2. I understand why one shouldn't compare TPM between samples, since the total expression rates, rRNA component etc. varies sample-to-sample. I'm just wondering if this would be less of a problem in the case where data from three biological replicates were available?
Thanks for reading and have a nice Friday,
Tom
Hi Karl,
Thanks for the reply.
I'm sorry if my first question wasn't clear. I realise TPM is not read count—I manually calculated TPM from normalised read count (and, separately, from raw read count) using the gene lengths from my GTF file. I don't know whether it's valid to use the normalised counts instead of the raw counts in the TPM calculation.
Tom
Hi,
Could you please tell me which is the formula that you use to manually calculate TPM?
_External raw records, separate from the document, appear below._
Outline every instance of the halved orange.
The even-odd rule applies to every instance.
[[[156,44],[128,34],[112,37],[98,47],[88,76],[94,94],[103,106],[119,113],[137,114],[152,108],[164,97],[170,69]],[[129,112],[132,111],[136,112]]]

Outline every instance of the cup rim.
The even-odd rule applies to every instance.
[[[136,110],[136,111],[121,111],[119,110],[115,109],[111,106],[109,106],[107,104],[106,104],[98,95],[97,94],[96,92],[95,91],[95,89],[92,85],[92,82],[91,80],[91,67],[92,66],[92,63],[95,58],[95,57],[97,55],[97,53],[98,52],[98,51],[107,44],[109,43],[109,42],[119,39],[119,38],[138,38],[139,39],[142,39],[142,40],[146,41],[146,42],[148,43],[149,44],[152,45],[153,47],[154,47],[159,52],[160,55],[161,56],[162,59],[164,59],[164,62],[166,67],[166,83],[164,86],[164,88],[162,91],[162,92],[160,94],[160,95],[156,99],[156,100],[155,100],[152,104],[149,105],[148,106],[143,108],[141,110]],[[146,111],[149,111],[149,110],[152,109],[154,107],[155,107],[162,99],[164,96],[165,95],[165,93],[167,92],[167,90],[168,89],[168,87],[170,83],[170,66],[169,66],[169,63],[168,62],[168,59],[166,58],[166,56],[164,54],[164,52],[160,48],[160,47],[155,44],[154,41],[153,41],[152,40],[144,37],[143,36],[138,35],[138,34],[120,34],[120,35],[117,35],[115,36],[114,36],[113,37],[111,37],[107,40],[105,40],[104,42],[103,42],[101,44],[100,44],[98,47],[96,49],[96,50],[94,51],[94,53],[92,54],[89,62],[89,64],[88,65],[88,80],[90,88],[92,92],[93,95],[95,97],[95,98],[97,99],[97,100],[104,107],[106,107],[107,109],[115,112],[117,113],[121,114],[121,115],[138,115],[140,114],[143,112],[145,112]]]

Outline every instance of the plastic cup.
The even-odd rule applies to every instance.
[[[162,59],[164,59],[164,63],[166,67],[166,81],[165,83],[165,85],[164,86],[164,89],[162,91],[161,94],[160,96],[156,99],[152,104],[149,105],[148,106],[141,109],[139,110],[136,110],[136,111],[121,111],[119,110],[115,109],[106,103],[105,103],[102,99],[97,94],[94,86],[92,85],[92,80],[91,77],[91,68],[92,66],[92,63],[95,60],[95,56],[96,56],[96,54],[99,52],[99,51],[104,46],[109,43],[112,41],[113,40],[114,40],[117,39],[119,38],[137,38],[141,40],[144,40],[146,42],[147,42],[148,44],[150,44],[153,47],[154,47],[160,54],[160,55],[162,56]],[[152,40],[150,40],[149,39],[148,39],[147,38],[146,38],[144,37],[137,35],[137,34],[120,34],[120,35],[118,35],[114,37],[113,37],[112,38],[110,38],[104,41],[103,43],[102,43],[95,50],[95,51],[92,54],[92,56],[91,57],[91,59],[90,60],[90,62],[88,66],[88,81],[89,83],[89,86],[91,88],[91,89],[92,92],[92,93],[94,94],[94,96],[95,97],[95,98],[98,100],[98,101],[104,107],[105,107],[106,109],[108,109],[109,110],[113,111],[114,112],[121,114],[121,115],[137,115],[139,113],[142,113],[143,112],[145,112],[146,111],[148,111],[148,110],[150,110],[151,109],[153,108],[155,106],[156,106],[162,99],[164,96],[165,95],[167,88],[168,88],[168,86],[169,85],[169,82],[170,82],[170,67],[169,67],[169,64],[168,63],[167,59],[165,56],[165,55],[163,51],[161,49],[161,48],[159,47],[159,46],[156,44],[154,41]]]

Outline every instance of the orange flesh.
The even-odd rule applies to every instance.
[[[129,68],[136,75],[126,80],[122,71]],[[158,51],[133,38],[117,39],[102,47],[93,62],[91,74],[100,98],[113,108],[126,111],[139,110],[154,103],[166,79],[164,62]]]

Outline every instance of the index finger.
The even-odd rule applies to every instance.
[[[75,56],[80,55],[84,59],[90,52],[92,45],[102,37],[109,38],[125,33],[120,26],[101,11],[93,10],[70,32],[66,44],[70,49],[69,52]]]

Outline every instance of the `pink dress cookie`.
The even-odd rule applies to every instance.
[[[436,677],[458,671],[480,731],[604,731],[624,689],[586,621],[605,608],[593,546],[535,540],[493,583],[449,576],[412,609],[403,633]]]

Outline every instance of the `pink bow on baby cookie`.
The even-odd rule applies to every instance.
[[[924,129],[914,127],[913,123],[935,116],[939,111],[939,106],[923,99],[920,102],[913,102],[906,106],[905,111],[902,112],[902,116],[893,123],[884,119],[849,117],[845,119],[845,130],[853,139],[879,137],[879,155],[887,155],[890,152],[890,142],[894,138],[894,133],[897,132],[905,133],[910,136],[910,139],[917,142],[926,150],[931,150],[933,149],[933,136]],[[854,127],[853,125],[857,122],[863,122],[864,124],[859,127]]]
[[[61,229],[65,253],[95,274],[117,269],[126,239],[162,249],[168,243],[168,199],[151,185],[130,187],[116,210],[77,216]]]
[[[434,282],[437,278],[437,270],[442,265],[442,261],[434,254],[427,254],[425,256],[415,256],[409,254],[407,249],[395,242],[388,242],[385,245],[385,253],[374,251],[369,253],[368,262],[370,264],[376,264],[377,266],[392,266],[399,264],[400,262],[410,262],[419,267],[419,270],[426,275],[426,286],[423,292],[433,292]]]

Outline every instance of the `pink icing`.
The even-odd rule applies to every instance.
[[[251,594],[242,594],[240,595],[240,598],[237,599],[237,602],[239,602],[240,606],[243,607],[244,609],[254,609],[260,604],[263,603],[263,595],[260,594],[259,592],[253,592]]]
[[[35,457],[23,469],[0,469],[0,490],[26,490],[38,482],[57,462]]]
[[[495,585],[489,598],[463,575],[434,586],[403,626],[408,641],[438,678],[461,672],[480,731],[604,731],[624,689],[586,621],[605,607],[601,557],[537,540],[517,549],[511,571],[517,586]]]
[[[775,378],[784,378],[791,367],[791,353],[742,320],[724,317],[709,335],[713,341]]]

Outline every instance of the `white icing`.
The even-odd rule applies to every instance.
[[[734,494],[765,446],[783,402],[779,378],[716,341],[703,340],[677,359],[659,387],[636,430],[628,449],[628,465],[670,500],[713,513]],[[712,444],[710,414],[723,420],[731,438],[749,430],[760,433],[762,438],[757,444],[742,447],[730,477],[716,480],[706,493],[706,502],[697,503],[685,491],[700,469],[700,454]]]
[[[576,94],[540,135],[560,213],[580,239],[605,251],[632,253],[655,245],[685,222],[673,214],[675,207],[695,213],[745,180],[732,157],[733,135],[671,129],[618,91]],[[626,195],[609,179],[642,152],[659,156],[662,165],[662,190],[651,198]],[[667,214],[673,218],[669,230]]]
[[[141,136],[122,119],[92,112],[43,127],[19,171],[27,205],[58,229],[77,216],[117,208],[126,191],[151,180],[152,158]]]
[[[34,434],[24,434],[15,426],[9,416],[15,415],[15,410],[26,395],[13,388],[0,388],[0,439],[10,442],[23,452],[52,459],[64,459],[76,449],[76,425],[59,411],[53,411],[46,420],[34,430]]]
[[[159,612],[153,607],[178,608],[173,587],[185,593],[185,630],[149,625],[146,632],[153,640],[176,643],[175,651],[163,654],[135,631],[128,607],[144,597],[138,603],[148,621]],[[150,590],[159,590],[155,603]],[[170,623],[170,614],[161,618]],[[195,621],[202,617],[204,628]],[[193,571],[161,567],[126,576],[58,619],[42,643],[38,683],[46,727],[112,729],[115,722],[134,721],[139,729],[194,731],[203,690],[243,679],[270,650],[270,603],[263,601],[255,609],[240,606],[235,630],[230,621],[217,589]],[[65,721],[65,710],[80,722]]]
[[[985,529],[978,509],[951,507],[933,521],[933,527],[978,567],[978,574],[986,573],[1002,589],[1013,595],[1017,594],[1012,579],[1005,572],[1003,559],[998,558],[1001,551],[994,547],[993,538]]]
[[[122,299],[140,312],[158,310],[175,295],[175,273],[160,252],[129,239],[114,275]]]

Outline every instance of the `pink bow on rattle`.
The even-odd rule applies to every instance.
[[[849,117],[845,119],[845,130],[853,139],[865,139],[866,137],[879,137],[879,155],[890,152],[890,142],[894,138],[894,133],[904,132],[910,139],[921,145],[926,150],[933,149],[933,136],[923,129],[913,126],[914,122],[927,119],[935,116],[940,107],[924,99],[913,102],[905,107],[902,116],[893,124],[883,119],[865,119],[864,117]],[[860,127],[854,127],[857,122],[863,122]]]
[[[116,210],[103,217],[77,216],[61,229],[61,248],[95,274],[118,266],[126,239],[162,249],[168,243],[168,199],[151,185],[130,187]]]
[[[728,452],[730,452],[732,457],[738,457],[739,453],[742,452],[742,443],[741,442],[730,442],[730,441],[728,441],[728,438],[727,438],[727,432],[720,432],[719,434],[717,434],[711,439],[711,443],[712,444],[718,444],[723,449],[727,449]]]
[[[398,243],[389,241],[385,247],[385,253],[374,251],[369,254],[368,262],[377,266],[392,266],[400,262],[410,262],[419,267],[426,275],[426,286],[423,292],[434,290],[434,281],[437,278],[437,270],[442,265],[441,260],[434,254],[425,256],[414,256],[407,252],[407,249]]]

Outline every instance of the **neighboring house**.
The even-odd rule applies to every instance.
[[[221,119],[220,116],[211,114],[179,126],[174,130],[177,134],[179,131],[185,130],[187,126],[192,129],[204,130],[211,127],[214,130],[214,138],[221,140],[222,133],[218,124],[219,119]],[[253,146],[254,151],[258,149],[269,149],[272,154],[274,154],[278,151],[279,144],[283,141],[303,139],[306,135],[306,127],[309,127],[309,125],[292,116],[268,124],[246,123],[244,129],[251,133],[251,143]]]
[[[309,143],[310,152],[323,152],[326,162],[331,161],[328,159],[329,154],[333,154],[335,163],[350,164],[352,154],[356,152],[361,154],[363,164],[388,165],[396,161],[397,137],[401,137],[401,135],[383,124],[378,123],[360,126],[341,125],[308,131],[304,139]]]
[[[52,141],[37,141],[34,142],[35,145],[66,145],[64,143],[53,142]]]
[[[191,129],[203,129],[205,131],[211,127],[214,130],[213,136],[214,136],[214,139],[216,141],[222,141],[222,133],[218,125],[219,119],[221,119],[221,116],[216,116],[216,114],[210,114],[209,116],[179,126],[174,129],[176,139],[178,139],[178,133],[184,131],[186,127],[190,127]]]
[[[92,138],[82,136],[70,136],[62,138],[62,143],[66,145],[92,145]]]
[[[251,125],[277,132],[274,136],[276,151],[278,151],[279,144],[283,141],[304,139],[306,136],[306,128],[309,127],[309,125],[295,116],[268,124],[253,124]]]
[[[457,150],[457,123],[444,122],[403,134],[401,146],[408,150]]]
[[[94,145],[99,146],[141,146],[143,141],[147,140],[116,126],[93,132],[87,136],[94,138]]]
I'm getting a little bit confused since I'm trying to find an "unambiguous" one and I found these 3 links, that don't say exactly the same thing.
http://lynchlab.uchicago.edu/publications/Wagner,%20Kin,%20and%20Lynch%20%282012%29.pdf
https://www.biostat.wisc.edu/bmi776/lectures/rnaseq.pdf
I used RSEM to calculate expression, but I need a TPM estimate for a gene that I can't take from the RSEM output (don't ask, it's complicated :) )
in particular, using the formula from the Dewey presentation,
(10^6 * Z * ( C_i/ L'_i * N) )
, I'm trying to understand what exactly Z stands for. it should be a normalization parameter so it should to be the same for all the transcripts (am I right?), but when I try to extrapolate its value from the TPM values of the RSEM output (basicallyZ= TPM_value / (10^6 *c_i / L_i * N)
I get different results for Z (the values oscillate a little bit around a constant number).Hi, the formula I used in R was lifted from here (it's the same as the Wagner paper).
Thanks @biola. I need to normalize my Htseq-Count data based on TPM. I read your code but in my case, I have 20000 genes(rows) and 259 columns(samples). how to apply your TPM function for that matrix?
Sorry, if I have extracted a list of differentially expressed genes by edgeR, does this make sense to use Transcripts Per Million (TPM) normalized data for co-expression analysis????? I mean, firstly, I defined DE genes from raw read counts by edgeR but as I had Transcripts Per Million (TPM) file, I extracted DE genes defined by edgeR from Transcripts Per Million (TPM) file and used for network construction.